El declararse o no a otra persona, depende de la mente y la confianza que uno tiene en sí mismo… y debido a que escuché tu voz, al entusiasmo y el asombro de verte delante de mi… provocaron que mi medidor se desbordara por completo, haciendo que no pudiera aguantar todo eso dentro de mi…
No sé lo que me ocurrió en aquel momento, pero…

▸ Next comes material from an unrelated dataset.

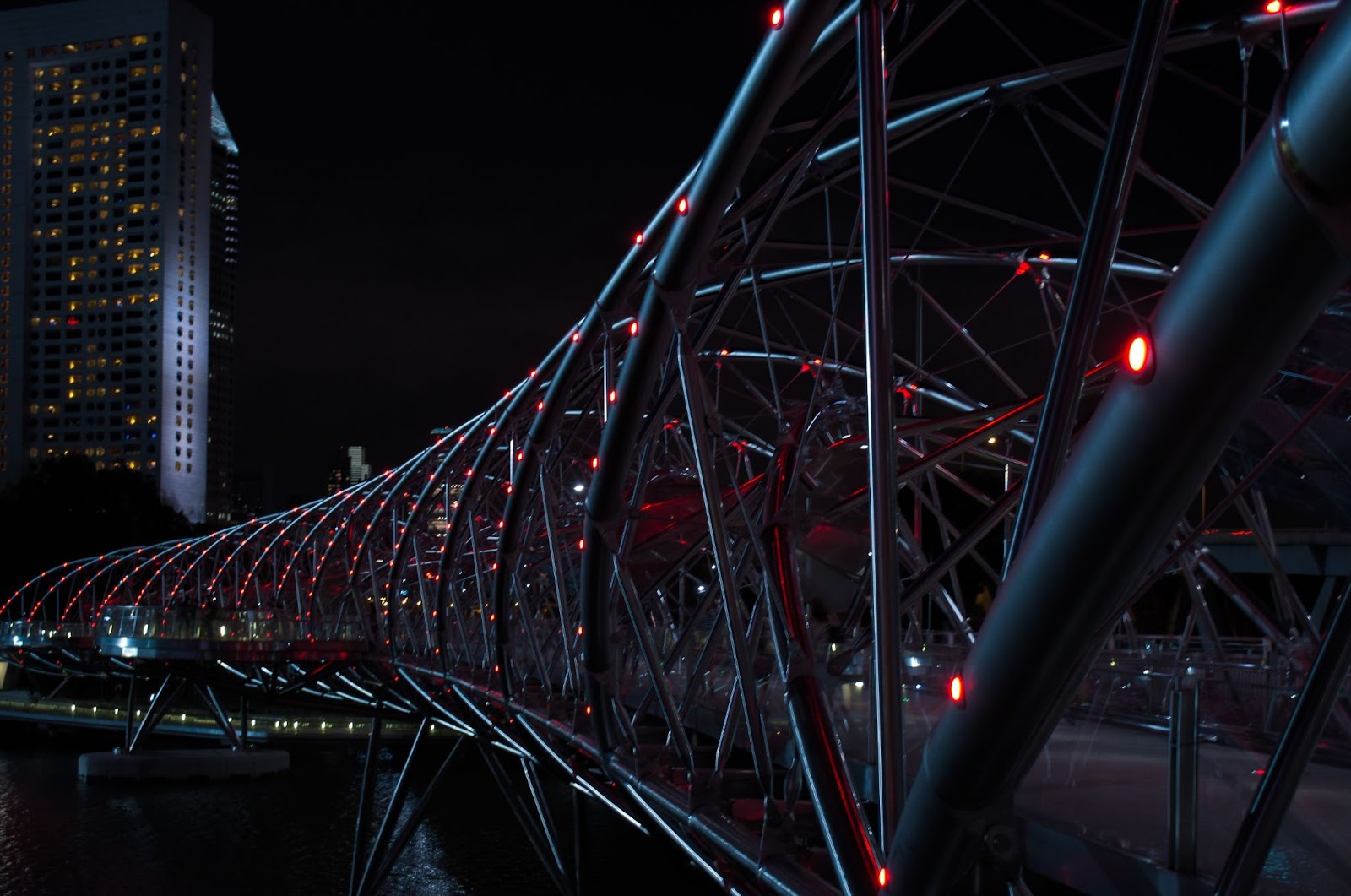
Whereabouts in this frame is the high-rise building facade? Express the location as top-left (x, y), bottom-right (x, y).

• Me gustas….hyung… - dije sin darme apenas cuenta de lo que había salido de mi boca… y cuando lo hice, me di cuenta de que había soltado todo aquello que había guardado en mi, con esas tres palabras - ¡Eh...!Bueno… esto… yo… - balbuceaba intentando rectificar, pero cuando mas lo intentaba… mas lo estropeaba.
• ¿Quieres salir conmigo? - dijiste aun de forma seria.
• ¿Eh? – pregunté sorprendido - ¡No…! – dije de forma instintiva - ¡No es que no quiera…pero… es que…! – volví a hablar de forma nerviosa.
• No me importaría salir…contigo… - añadiste mientras yo intentaba buscar las palabras perfectas… y me dejaste en shock.
Noté como mi cara se enrojecía, y pese a que no creía que fueran verdad tus palabras… no pude contestar ni oponerme a ellas. Saliste de la biblioteca, y después de marcharte, no pude evitar seguirte. Caminar a tu lado era un sueño, y para colmo… andamos camino a tu casa… de tan solo pensarlo, mi pecho se encoje… y mi corazón se acelera, ¿por qué estoy tan nervioso…?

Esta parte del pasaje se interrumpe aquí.